例えば、src/pkg/runtime/sys_freebsd_arm.sのruntime·thr_start関数では、以下の変更が行われています。
変更前:
MOVW R0, R9 // m
// ...
MOVW m_g0(R9), R10
変更後:
MOVW R0, m
// ...
MOVW m_g0(m), g
これにより、コードの意図が「R0の値をR9に移動する」から「R0の値をm(マシンポインタ)に移動する」へと明確になります。同様に、m_g0(m)は「mが指す構造体のg0フィールドからg(ゴルーチンポインタ)を取得する」という意味になります。
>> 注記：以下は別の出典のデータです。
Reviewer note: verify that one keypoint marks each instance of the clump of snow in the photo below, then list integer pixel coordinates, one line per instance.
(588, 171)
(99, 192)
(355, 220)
これは、Goランタイムの内部構造とアセンブリコードの間のマッピングをより直接的に表現し、コードの理解を深めます。
2. クラッシュ時のレジスタ保護
コミットメッセージの「also don't clobber R9 if it is about to crash.」は、システムコールが失敗した場合など、エラーパスでR9レジスタが上書きされるのを防ぐための変更です。
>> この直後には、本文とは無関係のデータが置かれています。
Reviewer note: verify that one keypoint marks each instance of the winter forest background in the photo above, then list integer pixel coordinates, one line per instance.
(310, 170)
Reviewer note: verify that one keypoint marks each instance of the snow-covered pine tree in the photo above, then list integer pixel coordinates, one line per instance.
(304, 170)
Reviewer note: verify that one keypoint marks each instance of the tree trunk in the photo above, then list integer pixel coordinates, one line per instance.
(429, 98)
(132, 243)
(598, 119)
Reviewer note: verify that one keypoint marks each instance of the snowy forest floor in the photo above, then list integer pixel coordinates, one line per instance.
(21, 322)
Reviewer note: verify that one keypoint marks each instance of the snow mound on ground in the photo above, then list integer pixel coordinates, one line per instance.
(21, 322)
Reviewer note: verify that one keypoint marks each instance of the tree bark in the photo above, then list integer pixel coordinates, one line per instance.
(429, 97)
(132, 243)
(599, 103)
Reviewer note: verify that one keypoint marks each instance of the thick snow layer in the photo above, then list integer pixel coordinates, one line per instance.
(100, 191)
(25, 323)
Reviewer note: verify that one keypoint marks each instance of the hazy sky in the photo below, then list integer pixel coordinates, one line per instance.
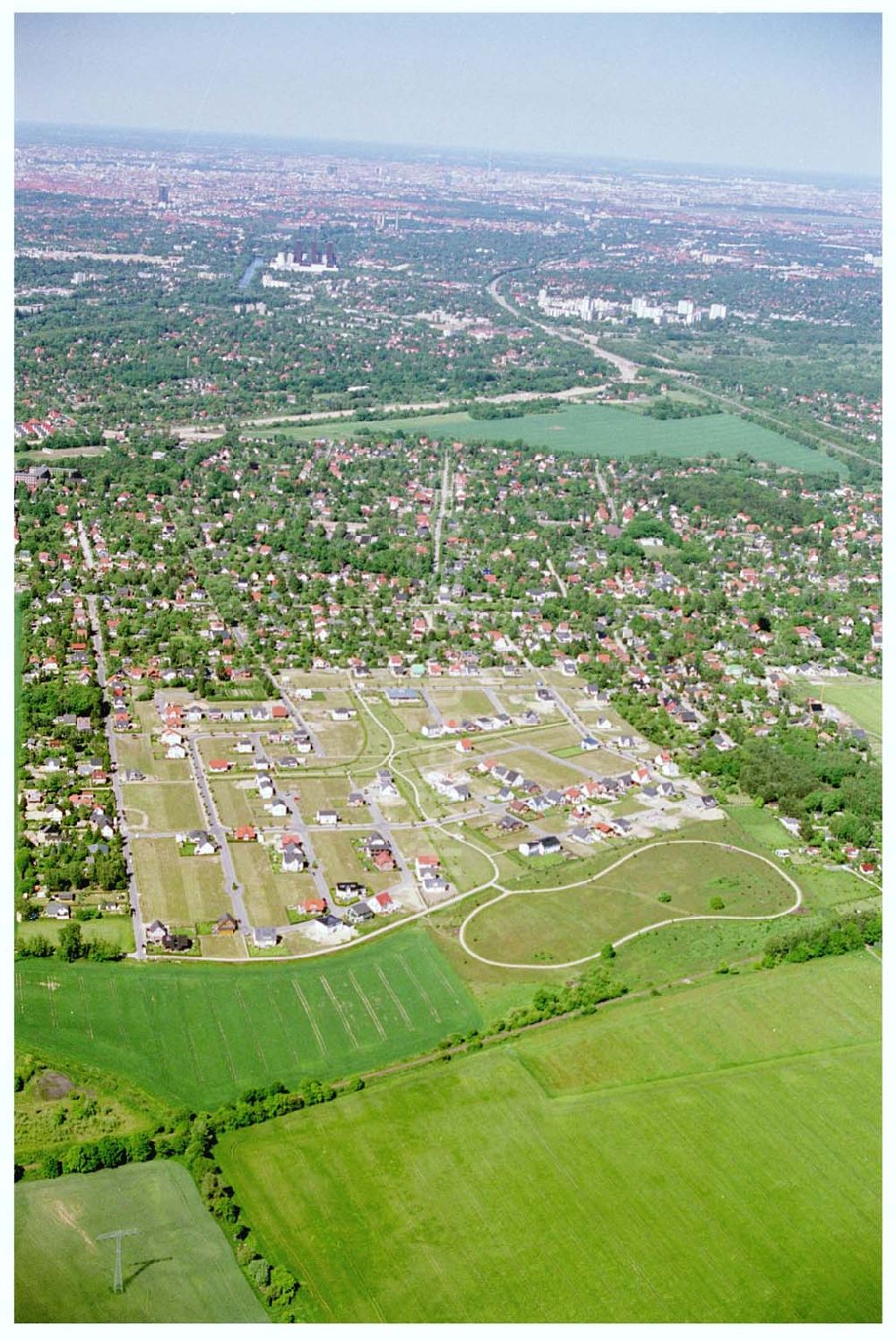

多くのシステムコールラッパーでは、システムコールが失敗した場合に、特定のレジスタ(この場合はR9)に無効な値を書き込み、そのアドレスにアクセスすることで意図的にクラッシュさせるコードパターンが見られます。これは、システムコールが予期せぬエラーを返した場合に、プログラムが不正な状態になるのを防ぎ、早期にクラッシュさせることでデバッグを容易にするための手法です。
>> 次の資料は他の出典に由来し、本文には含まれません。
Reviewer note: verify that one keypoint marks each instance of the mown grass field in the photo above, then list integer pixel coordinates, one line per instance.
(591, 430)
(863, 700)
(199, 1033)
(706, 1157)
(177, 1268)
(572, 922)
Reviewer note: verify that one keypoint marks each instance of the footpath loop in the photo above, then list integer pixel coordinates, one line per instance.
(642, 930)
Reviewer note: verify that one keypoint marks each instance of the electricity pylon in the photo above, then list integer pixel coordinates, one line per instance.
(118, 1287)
例えば、src/pkg/runtime/sys_freebsd_arm.sのruntime·exit関数では、以下の変更が行われています。
変更前:
SWI $1
MOVW.CS $0, R9 // crash on syscall failure
MOVW.CS R9, (R9)
変更後:
SWI $1
MOVW.CS $0, R8 // crash on syscall failure
MOVW.CS R8, (R8)
この変更により、システムコールが失敗してC(Carry)フラグがセットされた場合(MOVW.CS)、R9ではなくR8に0を書き込み、そのアドレスにアクセスしてクラッシュさせます。これにより、R9に格納されているm(マシン)へのポインタがクラッシュ処理によって破壊されることを防ぎ、クラッシュダンプやデバッグ時にmの情報を利用できるようになります。これは、Goランタイムの安定性とデバッグ可能性を向上させるための重要な変更です。
3. シグナルハンドラにおけるgの保存と復元
runtime·sigtramp(シグナルハンドラのトランポリン関数)では、シグナル処理中に現在のゴルーチン(g)を一時的に保存し、シグナルハンドラが終了した後に復元する処理が行われます。このコミットでは、ここでもR10の代わりにgシンボルを使用しています。
変更前:
// save g
MOVW R10, R4
MOVW R10, 20(R13)
// g = m->signal
MOVW m_gsignal(R9), R10
// ...
// restore g
MOVW 20(R13), R10
変更後:
// save g
MOVW g, R4
MOVW g, 20(R13)
// g = m->signal
MOVW m_gsignal(m), g
// ...
// restore g
MOVW 20(R13), g
この変更は、シグナルハンドラが実行される際に、現在のゴルーチンコンテキストを正しく保存・復元するために、gシンボルを使用することでコードの意図を明確にしています。m_gsignal(m)は、mが指す構造体のgsignalフィールド(シグナル処理用の特別なゴルーチン)からgを取得することを意味します。
コアとなるコードの変更箇所
このコミットのコアとなる変更は、src/pkg/runtime/sys_freebsd_arm.s、src/pkg/runtime/sys_linux_arm.s、src/pkg/runtime/sys_netbsd_arm.sの3つのファイルにおける以下のパターンです。
-
R9をmに、R10をgに置き換え:MOVW R0, R9->MOVW R0, mMOVW m_g0(R9), R10->MOVW m_g0(m), gMOVW R10, R4->MOVW g, R4MOVW m_gsignal(R9), R10->MOVW m_gsignal(m), gMOVW 20(R13), R10->MOVW 20(R13), g
-
クラッシュ処理における
R9をR8に置き換え:MOVW $2, R9->MOVW $2, R8MOVW R9, (R9)->MOVW R8, (R8)MOVW.CS $0, R9->MOVW.CS $0, R8MOVW.CS R9, (R9)->MOVW.CS R8, (R8)MOVW.HI $0, R9->MOVW.HI $0, R8MOVW.HI R9, (R9)->MOVW.HI R8, (R8)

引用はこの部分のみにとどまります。